NASCAR prohibiting Confederate flags from events
“The presence of the Confederate flag at NASCAR events runs contrary to our commitment to providing a welcoming and inclusive environment for all fans, our competitors and our industry. Bringing people together around a love for racing and the community that it creates is what makes our fans and sport special. The display of the Confederate flag will be prohibited from all NASCAR events and properties,” the statement read.
The move comes in the context of two weeks of ongoing nationwide protests following the murder of an African-American man, George Floyd, by a white police officer in Minneapolis on Memorial Day.
The display of Confederate flags by fans at tracks has been a hot-button issue in recent years as NASCAR has tried to build its brand outside its traditional southern base.
The series lone current African-American driver, Bubba Wallace, said earlier this week that he would push for a ban on Confederate flags at NASCAR events.
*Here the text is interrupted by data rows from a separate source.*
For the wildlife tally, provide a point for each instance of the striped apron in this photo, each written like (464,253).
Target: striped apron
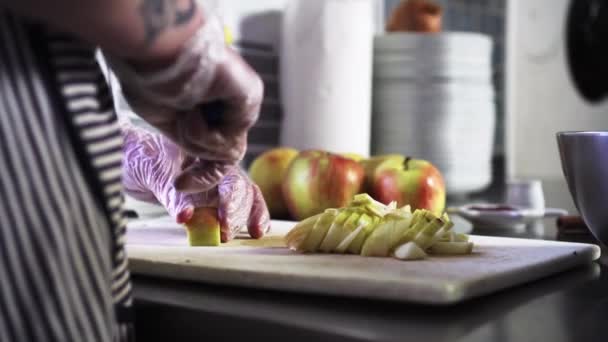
(63,268)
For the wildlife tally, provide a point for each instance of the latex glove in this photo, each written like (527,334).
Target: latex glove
(170,99)
(151,161)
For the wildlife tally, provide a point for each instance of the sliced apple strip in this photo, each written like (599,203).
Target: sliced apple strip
(379,242)
(364,221)
(357,244)
(296,237)
(409,251)
(427,235)
(343,225)
(319,230)
(424,219)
“No one should feel uncomfortable when they come to a NASCAR race. So, it starts with Confederate flags. Get them out of here. They have no place for them,” said Wallace, one of eight African-American drivers to start a race in what is now known as the Cup Series.
“There’s going to be a lot of angry people that carry those flags proudly, but it’s time for change,” Wallace said.
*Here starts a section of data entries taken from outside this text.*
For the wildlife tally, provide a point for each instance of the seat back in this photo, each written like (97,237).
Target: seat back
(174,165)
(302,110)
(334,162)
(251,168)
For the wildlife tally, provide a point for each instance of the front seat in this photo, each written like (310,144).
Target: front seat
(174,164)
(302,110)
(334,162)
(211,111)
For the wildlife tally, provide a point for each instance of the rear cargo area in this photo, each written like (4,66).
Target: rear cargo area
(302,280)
Brad Daugherty, the lone African-American Cup Series team owner, told the Associated Press this week that he stood with Wallace on the issue.
“After all this country has gone through in the last three months, I think Bubba Wallace’s thought of removing Confederate flags from NASCAR events is an idea whose time has come,” said Daugherty, a co-owner of JTG Daugherty Racing, and former NBA and UNC basketball star.
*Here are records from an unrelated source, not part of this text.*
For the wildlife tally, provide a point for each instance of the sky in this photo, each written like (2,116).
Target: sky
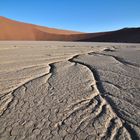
(77,15)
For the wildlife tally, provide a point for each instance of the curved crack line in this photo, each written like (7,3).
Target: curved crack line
(119,59)
(102,92)
(13,91)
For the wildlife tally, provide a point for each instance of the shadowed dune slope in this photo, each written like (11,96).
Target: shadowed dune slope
(14,30)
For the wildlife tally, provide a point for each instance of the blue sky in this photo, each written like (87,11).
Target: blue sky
(80,15)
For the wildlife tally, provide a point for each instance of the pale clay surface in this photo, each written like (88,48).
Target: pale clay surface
(69,91)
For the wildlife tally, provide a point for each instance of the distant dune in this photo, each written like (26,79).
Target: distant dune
(14,30)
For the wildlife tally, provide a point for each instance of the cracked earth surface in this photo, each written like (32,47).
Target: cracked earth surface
(69,91)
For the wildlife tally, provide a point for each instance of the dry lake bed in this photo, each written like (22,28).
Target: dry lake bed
(69,91)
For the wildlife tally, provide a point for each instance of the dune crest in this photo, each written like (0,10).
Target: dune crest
(14,30)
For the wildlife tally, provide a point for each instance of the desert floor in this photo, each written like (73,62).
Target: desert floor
(69,91)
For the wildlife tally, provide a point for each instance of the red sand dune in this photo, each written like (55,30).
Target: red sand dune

Ahead of the announcement by NASCAR, the push to ban Confederate flags from series events was gaining widespread support.
“You hear somebody like Bubba talk about it and how he feels about it, and it wakes you up a bit. Yeah, I think NASCAR is going to do the right thing there,” 2017 Cup champion Martin Truex Jr. said earlier this week.
His comments were echoed by two-time Daytona 500 champion Denny Hamlin.
“NASCAR’s going to continue to make changes, and I’m sure they’ll look at what flags they want to fly in the infield,” Hamlin said. “If you look at all the haulers each and every weekend, they’ve got the American flags flown all over the top of them. That’s what we salute when we do the national anthem.”